Gregg’s expertise lies in the area of measuring system performance. His book on the topic was published this year by Prentice Hall.
In 2008, Gregg, then an employee at Sun Microsystems, attracted attention for showing how disk I/O could be slowed by sudden loud noises, a fact he demonstrated by yelling, quite loudly, at a server. The resulting vibrations had slowed the disks.
Gregg created a YouTube video to demonstrate latency heat maps, a new type of visualization he created to chart system latency. The video went viral in the IT community.
The flame graph came about “under duress,” Gregg said. A customer had voiced concern over an application that was running about 40 percent slower than expected. To investigate the problem, Gregg had to sort through 500,000 lines of diagnostic data. He quickly realized it was far too much data to easily comprehend.
Inspired by visualization guru Edward Tufte, Gregg brainstormed ways to visualize the entire data set within a single screen. What he came up with “merged and collapsed together the common elements,” while preserving the relation among the elements in the amount of resources they consumed.
What is a flame graph?
Flame graphs—like the one shown at the top of the story—are composed of multiple stacks of vertical bars, with each row of bars representing a slice of time, the rows on the bottom being the oldest and the ones on the top of the graph being the newest. Each row might have multiple bars, with each bar representing a different function, and the length of each bar representing the percentage of resources that the function is using at that time.
For a flame graph representing CPU usage, the top bars show what software functions were being executed at the time the data was captured.
CPU flame graphs are built on stack traces, which list all the functions being executed by the CPU at any given time. But the flame graph’s hierarchical presentation of the data encapsulates the flow of actions on a processor.
Examining a graph, an administrator can visually trace which functions are called by other functions. Scanning across different rows can reveal which functions of an individual program, or at a higher level which of a number of concurrently running programs on a machine, are gobbling up a disproportionate amount of the CPU’s attention.
Other flame graphs can be constructed to show how resources are being divided up in memory or with disk I/O.
Others have built programs that use flame graphs to visualize data created by popular performance tools, such as DTrace, Windows XPerf, OS X Instruments, Perl performance tools and Google Chrome Developer Tools.

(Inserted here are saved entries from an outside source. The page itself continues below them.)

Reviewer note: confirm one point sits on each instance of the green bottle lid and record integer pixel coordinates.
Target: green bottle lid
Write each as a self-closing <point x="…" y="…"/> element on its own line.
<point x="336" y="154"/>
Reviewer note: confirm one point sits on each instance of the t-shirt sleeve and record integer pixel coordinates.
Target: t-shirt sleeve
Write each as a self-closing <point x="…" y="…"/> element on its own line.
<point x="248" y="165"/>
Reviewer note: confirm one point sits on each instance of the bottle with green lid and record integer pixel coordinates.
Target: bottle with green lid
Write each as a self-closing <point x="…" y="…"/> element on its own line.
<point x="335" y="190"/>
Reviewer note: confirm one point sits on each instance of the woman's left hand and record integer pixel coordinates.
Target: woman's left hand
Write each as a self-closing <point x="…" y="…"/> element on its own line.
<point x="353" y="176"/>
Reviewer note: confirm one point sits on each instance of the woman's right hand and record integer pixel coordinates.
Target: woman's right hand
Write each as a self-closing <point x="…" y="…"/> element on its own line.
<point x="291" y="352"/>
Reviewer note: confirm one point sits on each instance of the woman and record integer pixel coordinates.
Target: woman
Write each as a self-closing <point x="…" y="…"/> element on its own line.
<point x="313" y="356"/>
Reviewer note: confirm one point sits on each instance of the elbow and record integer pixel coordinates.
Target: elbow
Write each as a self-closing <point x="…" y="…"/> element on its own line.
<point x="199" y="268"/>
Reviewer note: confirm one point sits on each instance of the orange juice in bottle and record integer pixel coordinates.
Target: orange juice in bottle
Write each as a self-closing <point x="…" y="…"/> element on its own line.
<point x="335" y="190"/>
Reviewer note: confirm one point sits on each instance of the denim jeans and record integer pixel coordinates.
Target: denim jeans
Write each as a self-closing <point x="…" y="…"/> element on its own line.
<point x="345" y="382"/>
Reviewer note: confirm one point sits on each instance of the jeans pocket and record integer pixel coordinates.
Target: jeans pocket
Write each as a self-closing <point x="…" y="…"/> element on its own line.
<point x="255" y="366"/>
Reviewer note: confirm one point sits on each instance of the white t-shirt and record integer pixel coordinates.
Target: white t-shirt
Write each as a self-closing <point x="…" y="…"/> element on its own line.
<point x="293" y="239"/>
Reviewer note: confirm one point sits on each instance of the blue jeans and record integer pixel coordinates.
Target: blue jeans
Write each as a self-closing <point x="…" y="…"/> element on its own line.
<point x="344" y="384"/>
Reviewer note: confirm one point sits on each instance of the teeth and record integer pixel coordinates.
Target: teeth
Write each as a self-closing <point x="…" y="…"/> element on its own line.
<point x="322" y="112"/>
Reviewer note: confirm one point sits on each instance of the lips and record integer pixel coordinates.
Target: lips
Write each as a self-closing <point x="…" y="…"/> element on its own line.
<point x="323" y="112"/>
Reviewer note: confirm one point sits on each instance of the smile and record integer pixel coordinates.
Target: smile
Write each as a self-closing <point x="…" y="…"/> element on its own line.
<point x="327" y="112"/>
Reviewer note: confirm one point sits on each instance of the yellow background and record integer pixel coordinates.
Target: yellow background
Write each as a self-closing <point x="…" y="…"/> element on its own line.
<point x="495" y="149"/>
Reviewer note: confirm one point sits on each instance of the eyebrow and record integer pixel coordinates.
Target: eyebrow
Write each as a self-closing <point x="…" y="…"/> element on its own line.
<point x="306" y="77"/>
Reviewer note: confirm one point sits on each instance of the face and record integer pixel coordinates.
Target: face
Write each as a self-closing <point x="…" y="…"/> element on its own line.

Gregg said that Dave Pacheco’s node.js implementation for DTrace may even become the canonical flame-graph application, given that it is more advanced than Gregg’s own program.
Beyond flame graphs, Gregg is working on another visualization called frequency trails, an R-based data rendering that shows the characteristics of the outliers in a set of data, which can be useful in determining severe performance issues in cloud computing operations, he said.
Gregg is not a visual person by nature, he said in an interview after his presentation. He is most comfortable with the Unix command line. But the very nature of today’s large distributed systems demands visual aids.
“On a cloud, I need to understand 1,000 servers and I need to understand them right now. Visualization is necessary to do our jobs these days,” he said.